Morreu, aos 82 anos, o neurocientista e escritor britânico Oliver Sacks, vítima de um câncer. Sacks foi autor de bestsellers e usava experiências pessoas e clínicas para escrever sobre a mente humana.
Ele alcançou grande popularidade, notadamente nos Estados Unidos, onde vendeu mais de um milhão de livros. Em seus livros, tratava doenças neurólogicas com humor, como no "O homem que confundiu sua mulher com um chapéu", uma coleção de 24 estudos de caso.

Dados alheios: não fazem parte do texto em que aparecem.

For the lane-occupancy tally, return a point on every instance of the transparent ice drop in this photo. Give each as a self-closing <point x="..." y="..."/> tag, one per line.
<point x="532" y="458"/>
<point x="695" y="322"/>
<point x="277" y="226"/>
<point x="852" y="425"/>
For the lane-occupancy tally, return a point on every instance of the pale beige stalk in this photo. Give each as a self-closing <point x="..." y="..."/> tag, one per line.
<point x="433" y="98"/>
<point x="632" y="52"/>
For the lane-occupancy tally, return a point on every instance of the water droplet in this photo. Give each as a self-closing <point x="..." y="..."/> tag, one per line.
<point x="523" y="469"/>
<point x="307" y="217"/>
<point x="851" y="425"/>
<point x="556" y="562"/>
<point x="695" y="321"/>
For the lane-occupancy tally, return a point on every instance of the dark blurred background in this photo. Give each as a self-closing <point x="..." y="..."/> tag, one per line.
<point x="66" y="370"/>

Enviado por Maria Carvalho
Da Deutsche Welle
 
por Jan Bruck 
 
O neurocientista e escritor britânico morreu aos 82 anos em Nova York, vítima de um câncer. Autor de bestsellers, Sacks usava experiências pessoais e clínicas para escrever de forma humorada sobre a mente humana.
 
Se neurologista escritor ou escritor pesquisador, Oliver Sacks não permite uma definição precisa de si mesmo: nos dois campos ele brilhou.
 
Sacks escrevia sobre os caminhos tortuosos do cérebro humano e explorava em estudos de caso histórias engraçadas da natureza humana. O cientista britânico morreu neste domingo (30/08), aos 82 anos, em sua casa em Nova York, informou o jornal New York Times. Ele lutava contra um câncer.
 
Como médico e escritor, ele alcançou enorme popularidade, principalmente nos Estados Unidos, onde vendeu mais de um milhão de cópias. Sacks descrevia seu trabalho como "patografia" ou "romance neurológico".
 
Em seus livros científicos, ele escrevia muitas vezes com humor sobre doenças neurológicas. O mais famoso é uma coleção de 24 estudos de caso intitulada O homem que confundiu sua mulher com um chapéu (1985).
 
Sacks contava histórias como a da paciente cega Madleine J., que considerava suas mãos como "inúteis pedaços de massa", ou do telegrafista de submarino Jimmie G., que se imaginava há décadas no ano de 1945, ou ainda a do Dr. P., que achava que sua mulher era um chapéu, já que seu cérebro não conseguia decifrar o que os seus olhos viam.
 
Inspiração
 
Bestsellers garantiram a Sacks uma fama incomum entre a comunidade científica. Seus livros foram adaptados para o cinema e o teatro.
 
A cada ano, ele recebia cerca de 10 mil cartas de fãs de todo o mundo. "Eu respondo sem exceção a cada remetente que tem menos de dez ou mais de 90 anos ou quem está na prisão", disse.
 
A versão para os cinemas do livro Tempo de despertar (1973), com as atuações de Robin Williams e Robert DeNiro, foi indicada ao Oscar em 1991.
 
Após a notícia de sua morte, intelectuais famosos prestaram homenagens ao neurocientista. A escritora britânica J.K. Rowling, autora da série Harry Potter, descreveu Sacks como um "grande inspirador da humanidade."
 
Curiosidade sem limites
 
Em seus estudos de caso, Sacks fazia um retrato de pessoas que saíam da normalidade. "Uma pequena lesão cerebral, e nós chegamos a um outro mundo", disse ele uma vez.
 
O cientista se via como um descobridor e "naturalista". Sua curiosidade sem limites o levou a pesquisar sobre assuntos diversos e escrever sobre a velhice, a percepção das cores, Sigmund Freud, alucinações e fotografia.
 
Sacks publicou a autobiografia – Sempre em Movimento – somente neste ano. Além de detalhes de sua trajetória, o livro traz histórias de vida reais, engraçadas, alegres e tristes.
 
Em fevereiro, Sacks revelou num artigo publicado no New York Times que se encontrava em estado terminal. O melanoma que o deixou cego de um dos olhos nove anos atrás evoluiu para uma metástase no fígado.
 
"A minha sorte acabou", escreveu. A morte, para ele, não era mais um "conceito abstrato", mas "uma presença demasiado próxima que não se pode negar."